We hypothesized that high consumption of Yerba Mate may have a negative impact on bone mineral density due to its caffeine content. To test our hypothesis, we compared the mineral density of the lumbar spine and femoral neck of women who drank Yerba Mate tea with women who did not.

Fragments of sections


This is a cross-sectional, observational study. Data on sedentary postmenopausal women were obtained from a large Osteoporosis Prevention, Diagnosis and Treatment Clinic, which is a branch of the Provincial Chronic Disease Program. The study was planned and conducted in full compliance with the applicable version of the Declaration of Helsinki. The protocol was reviewed and approved by the Research and Education Commission of the Obra Social de Empleados Públicos of Mendoza,


There were no significant differences in age, time since menopause, height, weight, and calcium intake between Yerba Mate drinkers and non-drinkers. Although in a standard nutritional examination we did not find significant differences in dietary habits (other than drinking Yerba Mate), average energy intake or proportions of the diet composition of carbohydrates, lipids and proteins between the groups, BMI was 1.1 kg/m2  higher  in the Yerba Mate group drinkers than in the control group. No significant difference was found for calcium

Main results

Consumption of Yerba Mate in the form of  mate cebado  was associated with higher BMD in both the lumbar spine and femoral neck. The linear relationship between BMD at the lumbar spine and BMD at the femoral neck was not significantly different in Yerba Mate drinkers than in the control group, suggesting a similar effect at both sites. In multiple regression analysis, only BMI and Yerba Mate consumption had a significant positive effect on BMD. These results indicate that our original hypothesis that Yerba


Chronic consumption of Yerba Mate as  mate cebado  was associated with higher BMD in the lumbar spine and femoral neck, suggesting a protective effect of this tea on the bone mass of postmenopausal women.

Disclosure Statement

The authors declare no conflict of interest in connection with this work. In particular, none of them has any past or present connection with the Yerba Mate industry.

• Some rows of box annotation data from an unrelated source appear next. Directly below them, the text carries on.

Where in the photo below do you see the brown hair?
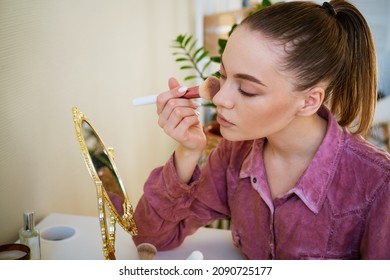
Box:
[242,0,377,134]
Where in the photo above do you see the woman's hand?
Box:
[157,78,206,182]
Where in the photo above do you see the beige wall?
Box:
[0,0,195,244]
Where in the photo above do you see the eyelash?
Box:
[217,71,256,97]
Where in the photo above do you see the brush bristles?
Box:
[137,243,157,260]
[199,76,220,100]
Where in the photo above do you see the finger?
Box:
[168,77,180,89]
[162,107,199,137]
[159,98,200,127]
[156,77,186,115]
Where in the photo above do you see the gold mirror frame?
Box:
[72,107,137,260]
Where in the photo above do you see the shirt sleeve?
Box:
[133,141,233,250]
[361,180,390,260]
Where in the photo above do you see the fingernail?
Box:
[177,86,188,93]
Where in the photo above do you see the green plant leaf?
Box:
[202,59,213,73]
[210,56,221,63]
[175,57,190,62]
[188,40,197,53]
[261,0,272,8]
[192,47,203,59]
[180,65,194,70]
[184,35,192,47]
[184,75,199,81]
[176,34,185,44]
[195,51,209,63]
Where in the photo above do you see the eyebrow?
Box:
[221,55,267,87]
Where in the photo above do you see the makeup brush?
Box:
[133,76,219,106]
[137,243,157,260]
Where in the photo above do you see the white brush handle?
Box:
[186,250,204,260]
[133,95,157,106]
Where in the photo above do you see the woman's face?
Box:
[213,26,303,141]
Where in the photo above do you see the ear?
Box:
[298,86,325,117]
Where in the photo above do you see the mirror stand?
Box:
[72,107,138,260]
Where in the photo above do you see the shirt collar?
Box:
[240,106,344,214]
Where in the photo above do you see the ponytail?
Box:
[328,0,377,134]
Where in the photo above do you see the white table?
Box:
[36,213,244,260]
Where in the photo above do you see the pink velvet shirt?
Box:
[134,108,390,259]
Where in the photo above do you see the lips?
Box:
[217,113,234,127]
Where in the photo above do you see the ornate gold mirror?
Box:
[72,107,137,260]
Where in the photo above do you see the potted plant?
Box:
[171,0,272,160]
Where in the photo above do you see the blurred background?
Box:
[0,0,390,244]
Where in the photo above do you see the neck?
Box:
[265,114,327,163]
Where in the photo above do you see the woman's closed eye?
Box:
[238,88,257,97]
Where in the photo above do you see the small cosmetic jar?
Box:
[0,243,30,260]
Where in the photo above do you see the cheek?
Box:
[240,100,296,134]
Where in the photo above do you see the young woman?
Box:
[134,0,390,259]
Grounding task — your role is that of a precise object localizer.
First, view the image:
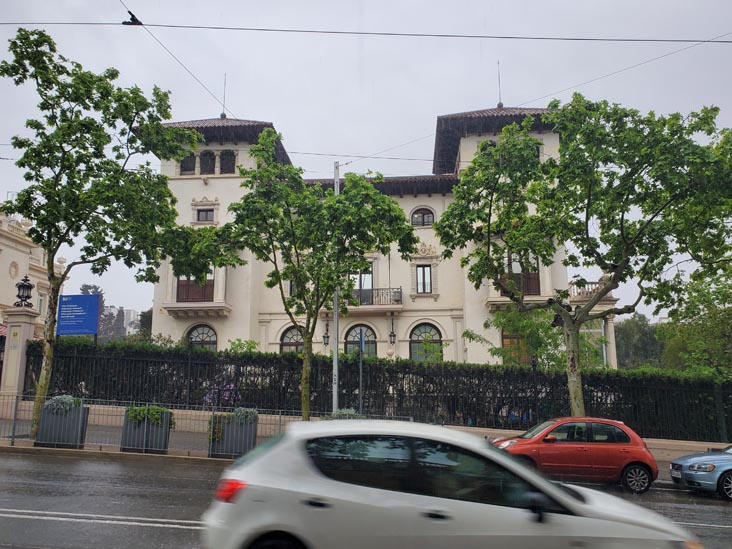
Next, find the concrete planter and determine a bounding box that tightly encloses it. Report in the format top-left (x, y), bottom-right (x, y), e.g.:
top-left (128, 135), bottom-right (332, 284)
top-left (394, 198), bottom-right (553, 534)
top-left (208, 415), bottom-right (258, 459)
top-left (33, 406), bottom-right (89, 449)
top-left (120, 412), bottom-right (172, 454)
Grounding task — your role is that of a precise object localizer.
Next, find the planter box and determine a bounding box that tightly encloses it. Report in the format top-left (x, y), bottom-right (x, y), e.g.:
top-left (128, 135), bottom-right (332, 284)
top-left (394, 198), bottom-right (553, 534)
top-left (33, 406), bottom-right (89, 449)
top-left (119, 412), bottom-right (172, 454)
top-left (208, 415), bottom-right (258, 459)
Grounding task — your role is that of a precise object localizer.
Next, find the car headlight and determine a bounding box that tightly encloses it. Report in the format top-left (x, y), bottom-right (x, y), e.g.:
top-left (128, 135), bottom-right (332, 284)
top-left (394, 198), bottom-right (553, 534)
top-left (689, 463), bottom-right (716, 473)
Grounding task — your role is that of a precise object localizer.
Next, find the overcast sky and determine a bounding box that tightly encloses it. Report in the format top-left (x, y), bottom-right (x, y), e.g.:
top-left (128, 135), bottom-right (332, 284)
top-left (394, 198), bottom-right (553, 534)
top-left (0, 0), bottom-right (732, 310)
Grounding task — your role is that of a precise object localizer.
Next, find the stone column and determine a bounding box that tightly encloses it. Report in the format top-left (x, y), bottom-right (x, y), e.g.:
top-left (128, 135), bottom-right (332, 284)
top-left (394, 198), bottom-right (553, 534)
top-left (0, 307), bottom-right (40, 397)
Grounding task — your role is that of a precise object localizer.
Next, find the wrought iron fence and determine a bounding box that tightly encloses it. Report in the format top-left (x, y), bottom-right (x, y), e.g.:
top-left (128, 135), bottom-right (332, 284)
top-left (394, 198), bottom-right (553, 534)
top-left (24, 348), bottom-right (732, 442)
top-left (0, 396), bottom-right (411, 459)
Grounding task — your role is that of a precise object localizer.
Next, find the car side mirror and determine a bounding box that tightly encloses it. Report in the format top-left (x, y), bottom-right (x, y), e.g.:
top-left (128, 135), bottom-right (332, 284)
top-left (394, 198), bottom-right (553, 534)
top-left (529, 492), bottom-right (551, 522)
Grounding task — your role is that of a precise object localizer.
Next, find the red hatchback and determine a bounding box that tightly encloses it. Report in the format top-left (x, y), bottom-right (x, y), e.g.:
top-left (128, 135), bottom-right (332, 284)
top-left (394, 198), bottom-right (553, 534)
top-left (493, 417), bottom-right (658, 494)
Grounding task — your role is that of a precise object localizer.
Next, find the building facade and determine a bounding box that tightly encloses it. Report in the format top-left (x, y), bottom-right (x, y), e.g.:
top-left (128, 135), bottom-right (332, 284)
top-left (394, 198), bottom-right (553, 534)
top-left (152, 105), bottom-right (614, 365)
top-left (0, 214), bottom-right (66, 337)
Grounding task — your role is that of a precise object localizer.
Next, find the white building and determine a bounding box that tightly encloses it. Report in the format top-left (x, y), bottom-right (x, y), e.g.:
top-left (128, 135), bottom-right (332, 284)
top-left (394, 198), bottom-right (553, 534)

The role of the financing source

The authors declare that the funding source (Obra Social de Empleados Públicos, Mendoza, Argentina) had no role in the study design, data collection, analysis or interpretation, neither in the writing of the report nor in the decision to submit it for publication.


The skilled assistance of technicians María Angélica Andrada and Patricia F. Ortiz was gratefully acknowledged. William T. Miller, BS, MTh, kindly corrected the English text of an earlier version of this article. Bone density measurements and biochemical assays were paid in part by Obra Social de Empleados Públicos, Mendoza, Argentina.

The content on the website comes from ScienceDirect and has been translated into Polish.